Mike Watson celebrates the social potential of gaming communities. 

There seems to be no end to the daily derision aimed at the millennial generation, and particularly the way they consume media. Glued to their smartphones, PCs and gaming systems, they appear as passive and ethically void entities. At best they are viewed as helplessly beholden to a new virulent strain of media manipulation, at worst they are held responsible for the re-emergence of far-right bigotries—concerning race and gender—that we thought we had moved beyond. Yet perhaps we are too quick to apply outdated media analyses to phenomena that are wildly removed from the media context that they were conceived within.

In the 20th century, immediate cultural interactivity amounted to literally talking back at the television. By the second decade of the 21st century, talking back at the TV has become making the TV, whether that be via gaming, meme production, the posting of homemade videos or the constant publication of combinations of text, video and still images that become incorporated within a vast sensory realm that is constantly updated by its creative audience. Homer Simpson—agitated but essentially apathetic receptacle—is no longer an accurate archetypal model of the beleaguered media consumer. Instead, Lisa Simpson’s saxophone improvisations provide a more fitting account of the new media audience-producer who endures but responds freely to an alienating cultural sphere by producing her own cultural products.

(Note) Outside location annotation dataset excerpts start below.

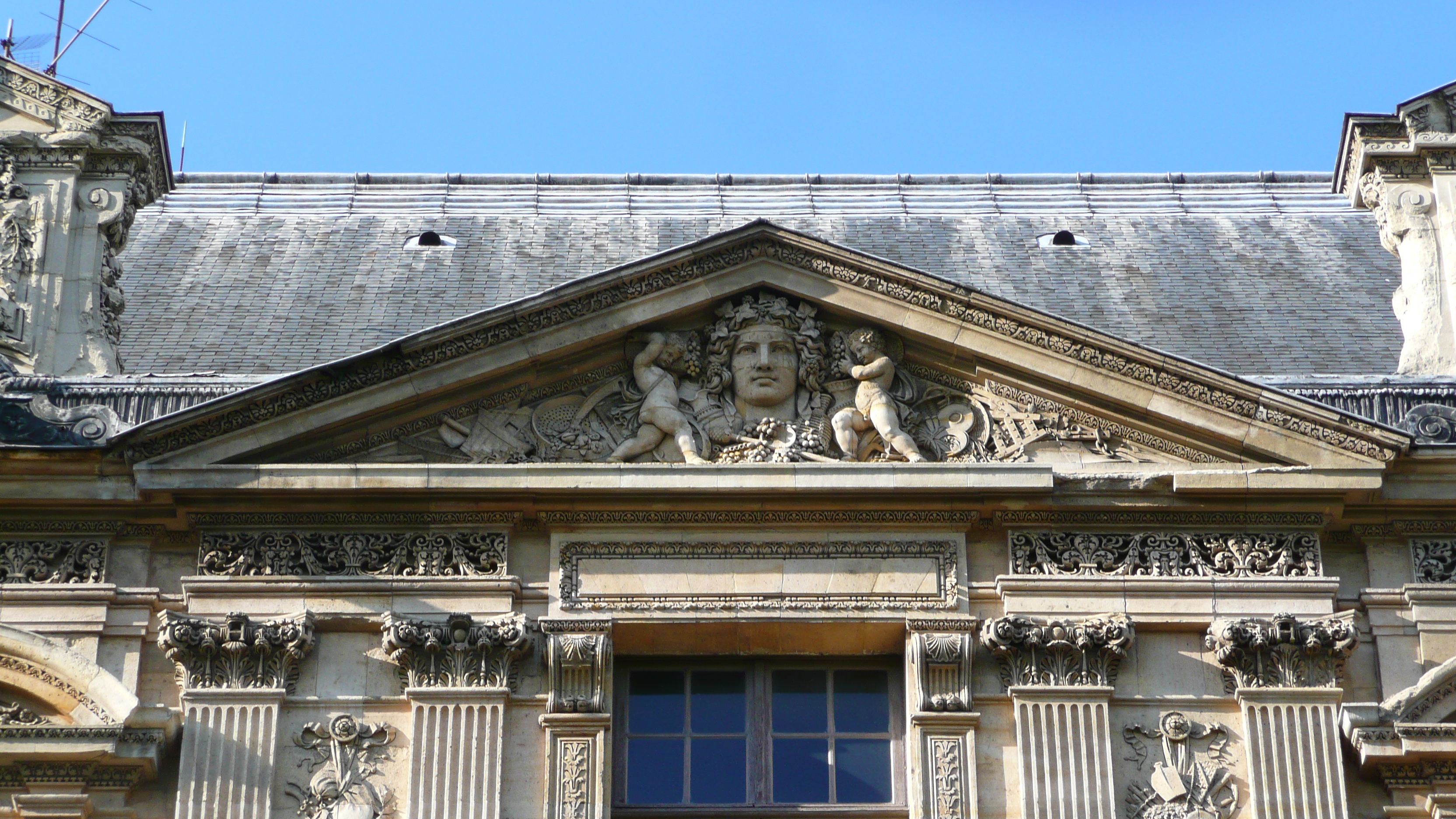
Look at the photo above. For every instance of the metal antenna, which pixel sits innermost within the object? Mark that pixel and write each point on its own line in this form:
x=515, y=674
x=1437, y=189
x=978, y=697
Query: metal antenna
x=79, y=32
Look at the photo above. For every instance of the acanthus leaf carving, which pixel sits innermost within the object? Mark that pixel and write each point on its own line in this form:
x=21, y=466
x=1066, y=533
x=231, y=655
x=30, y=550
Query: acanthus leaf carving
x=238, y=652
x=1283, y=652
x=459, y=651
x=1166, y=554
x=1057, y=652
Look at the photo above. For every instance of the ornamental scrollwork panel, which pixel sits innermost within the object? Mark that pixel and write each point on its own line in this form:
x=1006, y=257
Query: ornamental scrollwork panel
x=238, y=652
x=1283, y=652
x=458, y=651
x=1166, y=554
x=346, y=767
x=381, y=554
x=53, y=560
x=1057, y=652
x=1187, y=783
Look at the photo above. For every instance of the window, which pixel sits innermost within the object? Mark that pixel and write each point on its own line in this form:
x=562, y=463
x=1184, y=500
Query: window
x=762, y=735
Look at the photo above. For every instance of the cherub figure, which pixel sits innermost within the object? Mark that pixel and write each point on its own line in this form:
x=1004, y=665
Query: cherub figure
x=657, y=369
x=873, y=407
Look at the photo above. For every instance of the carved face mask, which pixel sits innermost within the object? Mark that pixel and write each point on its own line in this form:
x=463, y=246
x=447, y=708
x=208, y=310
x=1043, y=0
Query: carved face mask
x=765, y=366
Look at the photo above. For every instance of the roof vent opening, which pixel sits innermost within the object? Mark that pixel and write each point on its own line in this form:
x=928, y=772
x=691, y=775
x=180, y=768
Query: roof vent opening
x=1062, y=239
x=430, y=239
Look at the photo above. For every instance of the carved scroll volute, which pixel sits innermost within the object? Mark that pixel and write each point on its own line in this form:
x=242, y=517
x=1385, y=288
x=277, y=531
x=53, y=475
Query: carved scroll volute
x=578, y=653
x=941, y=662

Overwatch’s Zarya, introduced by the company in response to gamers demanding more diversity in representation.

Today, among the forms of internet media most exemplary of the level of free choice we can enjoy are MOBAs, or Massive Online Battle Arena games, such as DOTA (Defence of the Ancients) I and II, League of Legends and Vainglory. These free-to-play games (the first two played on PC or Mac, the latter on mobile devices) feature two teams of three to five players battling to destroy an enemy base accessed via three principal lanes, whilst the enemy seeks to do the same. Games can be played against computer-controlled enemies (‘bots’) or real players drawn from across a pool from within your region, whilst one’s own team members will always be drawn from a player pool or chosen from existing ‘friends’, lending the games a social media aspect. A succession of towers must be destroyed along the way to the enemy base, while computer controlled enemy soldiers (‘minions’) and neutral monsters can be killed for extra gold, which can also be obtained by killing enemy players. That gold can then be spent on weapons, armor, spells and healing potions. The format, which was first seen in a custom version of Warcraft III: Reign of Chaos in 2003 (which was the first Defence of the Ancients), has become hugely popular, with League of Legends (released by Riot Games in 2009) boasting over 100 million individual players a month, and rapidly rising.

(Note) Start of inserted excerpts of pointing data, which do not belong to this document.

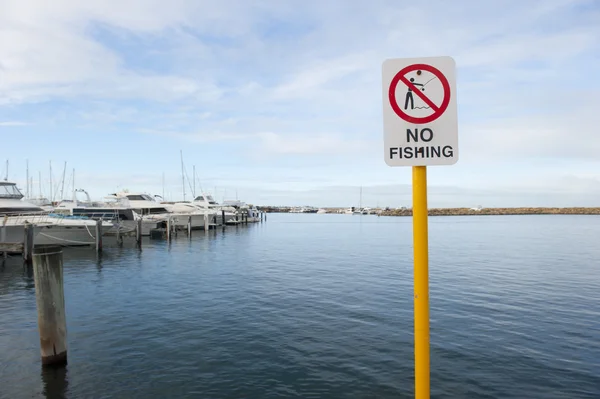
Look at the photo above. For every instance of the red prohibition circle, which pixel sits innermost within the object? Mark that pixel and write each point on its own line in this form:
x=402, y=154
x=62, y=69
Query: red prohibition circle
x=401, y=76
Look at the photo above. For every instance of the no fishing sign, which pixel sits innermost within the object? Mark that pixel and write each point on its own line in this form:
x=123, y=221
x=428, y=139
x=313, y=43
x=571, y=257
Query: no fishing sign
x=420, y=121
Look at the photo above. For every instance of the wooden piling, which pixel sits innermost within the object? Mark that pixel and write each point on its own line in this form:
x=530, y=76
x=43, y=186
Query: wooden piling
x=3, y=239
x=50, y=299
x=138, y=232
x=28, y=243
x=119, y=239
x=99, y=235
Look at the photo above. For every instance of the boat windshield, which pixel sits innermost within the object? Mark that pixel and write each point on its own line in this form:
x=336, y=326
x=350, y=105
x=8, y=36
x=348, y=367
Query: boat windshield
x=10, y=191
x=208, y=199
x=141, y=197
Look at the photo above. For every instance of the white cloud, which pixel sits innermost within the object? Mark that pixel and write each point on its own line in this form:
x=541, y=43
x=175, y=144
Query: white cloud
x=288, y=81
x=13, y=123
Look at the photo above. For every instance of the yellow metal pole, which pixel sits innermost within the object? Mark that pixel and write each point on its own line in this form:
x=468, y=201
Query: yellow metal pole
x=421, y=256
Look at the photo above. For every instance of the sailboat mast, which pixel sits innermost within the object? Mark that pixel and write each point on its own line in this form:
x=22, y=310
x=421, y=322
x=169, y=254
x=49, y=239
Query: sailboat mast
x=27, y=173
x=51, y=196
x=182, y=174
x=360, y=200
x=62, y=188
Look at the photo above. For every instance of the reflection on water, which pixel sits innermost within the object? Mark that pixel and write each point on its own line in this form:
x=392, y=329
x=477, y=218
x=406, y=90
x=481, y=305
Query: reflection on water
x=55, y=382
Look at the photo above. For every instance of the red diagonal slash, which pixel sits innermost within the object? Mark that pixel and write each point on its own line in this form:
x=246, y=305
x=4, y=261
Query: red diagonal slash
x=419, y=93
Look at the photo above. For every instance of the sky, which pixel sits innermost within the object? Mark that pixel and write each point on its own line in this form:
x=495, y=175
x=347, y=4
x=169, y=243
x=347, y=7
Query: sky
x=280, y=102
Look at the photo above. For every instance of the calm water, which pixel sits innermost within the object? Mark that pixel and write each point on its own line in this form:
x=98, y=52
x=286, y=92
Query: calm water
x=320, y=306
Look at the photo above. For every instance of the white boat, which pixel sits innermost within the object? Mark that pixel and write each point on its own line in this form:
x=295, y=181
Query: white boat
x=51, y=228
x=252, y=214
x=198, y=217
x=116, y=209
x=206, y=201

Parallel to this, online streaming services such as Twitch and YouTube’s dedicated gaming channel attract millions of viewers who watch live streams of individual gamers playing MOBA games whilst commenting in a live chat. With a vast network of players interacting globally, choosing from a range of avatars and strategizing gameplay along with fellow gamers from across the continent or world enables the fostering of a type of community, if not the one envisaged by the political left. It must be recalled that, in any case, both Marx and Adorno envisaged capitalism as providing the impetus and the framework but not the actual means for emancipation. Could new media provide a framework for the development of a communal consciousness?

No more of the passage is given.